Short-Term Fears Cannot Resist Long-Term Hopes in Bitcoin
CME Bitcoin options show that investors continue to pay a premium on short-term protective put options even after the release of US inflation data. The general outlook is positive, with longer-term call options having relatively high implied volatility.
While positive US inflation data released earlier in the week has increased institutional investors’ confidence in Bitcoin’s (BTC) long-term uptrend, it has yet to assuage concerns about a price pullback in the short term.
Implied volatility for short-term out-of-the-money (OTM) put options is higher than for OTM call options following lower-than-expected U.S. consumer price index (CPI) data, according to CF Benchmarks analysis of options trading data on the Chicago Mercantile Exchange (CME). These options are based on CME’s standard Bitcoin futures contract with a size of 5 BTC.
“The volatility slope, which shows the difference in implied volatility between out-of-the-money (OTM) put and call options, is quite pronounced in shorter-dated options. The higher implied volatility (demand) for OTM put options compared to call options is still a factor for investors,” CF Benchmarks said in a note on Thursday. “It shows that they are cautious about short-term downside risks and are willing to pay a premium for protective puts,” he said.
Put options are derivative contracts that protect the buyer against price declines. A put option buyer has an implicit bearish bias on the market and seeks to take advantage of or hedge against potential price weakness. A call option protects against price increases.
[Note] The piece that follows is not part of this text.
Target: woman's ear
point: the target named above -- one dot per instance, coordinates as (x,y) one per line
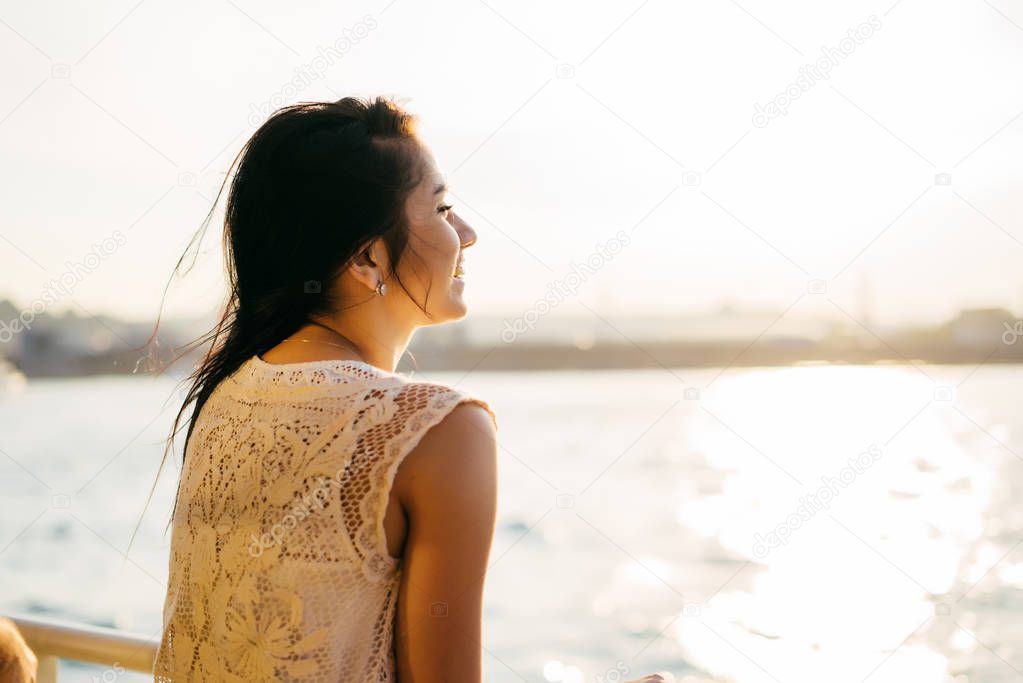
(369,263)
Put options at values below market value and call options at values above market value are considered worthless.
Implied volatility is an estimate of the future volatility of the underlying asset based on option prices. As demand for options increases, implied volatility increases.
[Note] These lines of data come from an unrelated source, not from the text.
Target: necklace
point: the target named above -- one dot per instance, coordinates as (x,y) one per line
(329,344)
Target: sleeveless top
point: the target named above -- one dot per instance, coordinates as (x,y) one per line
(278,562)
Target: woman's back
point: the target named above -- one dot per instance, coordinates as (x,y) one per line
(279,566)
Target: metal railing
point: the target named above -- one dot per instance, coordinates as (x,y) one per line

CF Benchmarks is a UK regulated provider of digital asset indices such as the CF Bitcoin Volatility Index. CF Benchmarks and CME also publish several crypto-related reference rates, including the CME CF Bitcoin Reference Rate and the CME CF-Ether Dollar Reference Rate.
The volatility surface – a three-dimensional plot of the implied volatility of Bitcoin options – shows the implied volatility for short- and long-term Bitcoin options with different delta values, or different sensitivities to changes in the Bitcoin price. The delta value of options with no intrinsic value varies between 0.5 and 0.
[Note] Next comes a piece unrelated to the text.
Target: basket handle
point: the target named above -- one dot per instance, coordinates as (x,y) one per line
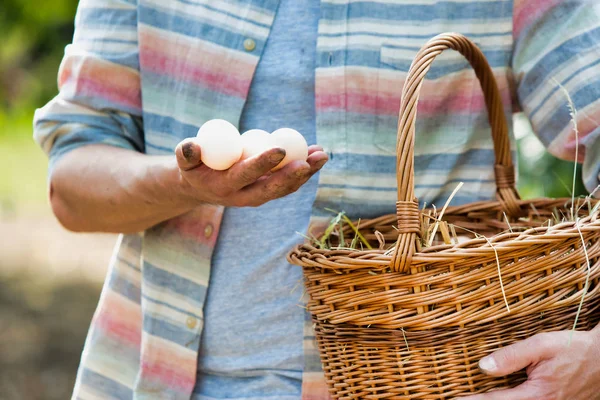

As can be seen, there is a trend towards out-of-the-money put options expiring 20 to 40 days after US inflation data. Meanwhile, as we move towards longer-dated options, the bias shifts in favor of call options or bullish bets.
“This suggests that investors are becoming more optimistic about Bitcoin’s long-term prospects and are willing to pay more to position themselves for potential upside by purchasing intrinsically worthless call options,” CF Benchmarks said.
“This could be interpreted as a sign of increased institutional involvement by these investors, who generally have a more nuanced view of the market and are less prone to extreme emotional swings,” CF Benchmarks added.
A similar long-term bullish trend is seen in options trading on cryptocurrency exchange Deribit, which accounts for over 85% of global crypto options. At the time of writing, the dollar value of the number of open Bitcoin option contracts, or notional open interest, on Deribit was $15.63 billion. Meanwhile, open interest in CME options was $417 million. At the time of writing, Bitcoin was trading at $65,550, representing a weekly gain of 6.6%.